« NOUS SOMMES TOUS DES ENSEIGNANTS »

Cela fait cinq semaines, jour pour jour, que nos enfants sont « otages » d’une crise d’une ampleur inédite entre le gouvernement et les enseignants. On a eu beau s’armer de patience et se dire qu’au bout des bouts, la crise allait être réglée autour d’une table. Or, il s’avère que la situation est appelée à pourrir. Dangereusement. Du côté des enseignants, désormais soutenus par les parents d’élèves, la contestation est train de se durcir. Du côté du gouvernement, c’est le cafouillage total.

On assiste, non sans étonnement, à une multiplicité des intervenants et à une dilution des responsabilités. En lieu et place du ministre de tutelle, en l’occurrence Chakib Benmoussa, on a vu d’autres accourir, au nom de la sacro-sainte « solidarité gouvernementale », vers les plateaux de radio et de télévision, qui pour exalter la vertu du « dialogue » -qui n’est pas une fin en soi-, qui pour assurer que le gouvernement est animé de bonnes intentions, -l’enfer est pavé de bonnes intentions!… Mustapha Baitas, porte-parole du gouvernement, Abdellatif Ouahbi, ministre de la Justice, Mehdi Bensaïd, ministre de la Culture, de la Jeunesse et de la Communication, voire le président de la Chambre des représentants, le RNIste Rachid Talbi Alami… Chacun y est allé de sa partition dans ce qui a tout l’air d’un concert polyphonique.

Le cafouillage est tel qu’une (énième) rencontre, prévue le 20 novembre, entre la commission interministérielle créée par Aziz Akhannouch et les quatre syndicats (UMT, CDT, UGTM et FDT) a été annulée in extremis. On ne convoque pas une réunion sans avoir établi un « ordre du jour » préalablement. Dit autrement, cela revient à brasser- pomper l’air au commun du corps enseignant qui n’en peut plus, pas plus d’ailleurs que les 7 millions d’élèves et des parents de plus en plus inquiets face au spectre d’une année blanche.

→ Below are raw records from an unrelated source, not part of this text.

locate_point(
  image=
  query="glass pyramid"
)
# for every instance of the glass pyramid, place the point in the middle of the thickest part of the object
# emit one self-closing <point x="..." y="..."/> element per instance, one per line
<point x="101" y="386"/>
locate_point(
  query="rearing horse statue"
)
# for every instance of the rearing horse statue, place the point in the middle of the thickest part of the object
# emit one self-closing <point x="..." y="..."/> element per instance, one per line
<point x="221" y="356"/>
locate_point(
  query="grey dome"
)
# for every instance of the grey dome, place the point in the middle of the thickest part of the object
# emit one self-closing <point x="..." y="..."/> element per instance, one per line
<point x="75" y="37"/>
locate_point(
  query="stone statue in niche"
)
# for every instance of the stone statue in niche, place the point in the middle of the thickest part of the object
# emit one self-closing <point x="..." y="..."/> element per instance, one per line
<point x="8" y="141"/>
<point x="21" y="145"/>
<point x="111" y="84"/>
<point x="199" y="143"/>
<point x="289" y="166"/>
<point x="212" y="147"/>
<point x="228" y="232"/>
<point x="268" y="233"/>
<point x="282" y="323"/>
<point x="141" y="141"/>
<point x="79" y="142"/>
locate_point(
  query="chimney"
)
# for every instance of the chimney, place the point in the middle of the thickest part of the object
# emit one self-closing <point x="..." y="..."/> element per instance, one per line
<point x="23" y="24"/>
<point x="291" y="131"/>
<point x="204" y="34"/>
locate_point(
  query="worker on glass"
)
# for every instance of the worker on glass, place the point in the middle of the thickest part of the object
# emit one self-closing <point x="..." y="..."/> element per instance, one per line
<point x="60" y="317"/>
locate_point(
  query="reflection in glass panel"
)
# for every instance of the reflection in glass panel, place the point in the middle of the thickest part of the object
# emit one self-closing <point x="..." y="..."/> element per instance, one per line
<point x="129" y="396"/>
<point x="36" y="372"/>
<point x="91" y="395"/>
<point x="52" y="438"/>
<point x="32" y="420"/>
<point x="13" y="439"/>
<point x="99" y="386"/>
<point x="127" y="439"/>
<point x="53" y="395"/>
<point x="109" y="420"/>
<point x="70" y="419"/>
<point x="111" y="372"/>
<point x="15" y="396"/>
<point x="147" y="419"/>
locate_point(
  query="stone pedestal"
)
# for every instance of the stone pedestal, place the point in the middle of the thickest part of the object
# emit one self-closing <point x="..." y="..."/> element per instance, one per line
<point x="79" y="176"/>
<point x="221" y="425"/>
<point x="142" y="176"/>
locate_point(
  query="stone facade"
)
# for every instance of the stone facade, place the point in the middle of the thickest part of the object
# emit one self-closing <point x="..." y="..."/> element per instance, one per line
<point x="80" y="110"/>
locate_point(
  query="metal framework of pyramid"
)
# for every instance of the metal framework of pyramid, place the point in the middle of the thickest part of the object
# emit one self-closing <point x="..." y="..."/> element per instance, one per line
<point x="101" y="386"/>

Gouvernement, entre déni de la réalité et fuite en avant 

C’est une erreur que de ne voir derrière les revendications du corps enseignant qu’une prétendue volonté de « tordre le bras au gouvernement » (Cf: Abdellatif Ouhabi). Cet écran de fumée ne saurait détourner l’attention des véritables problèmes auxquels est confronté l’enseignant, maillon faible du système alors qu’il est censé en être l’acteur essentiel. Il est impensable d’imaginer, à la lumière de cette flambée des prix continue, qu’un enseignant puisse vivre dignement avec un salaire de 5 000 Dh. Il est inconcevable que le taux d’encombrement des classes continue d’atteindre des proportions alarmantes (40 élèves par enseignant). Il est invraisemblable que le temps des cours des enseignants plafonne à 30 heures par semaine et qu’en guise de « prime », on leur inflige, en vertu du nouveau et néanmoins très controversé « statut unifié », des tâches (et des sanctions!) supplémentaires!

A cette liste de handicaps non exhaustive, vient encore et surtout se greffer l’absence regrettable de vision et de volonté politique pour réhabiliter l’école publique, vecteur d’émancipation individuel et de progrès collectif.

Si on ne peut attendre d’un gouvernement « libéral » une redistribution équitable des richesses, on est en droit d’exiger de lui au moins une redistribution équitable du savoir.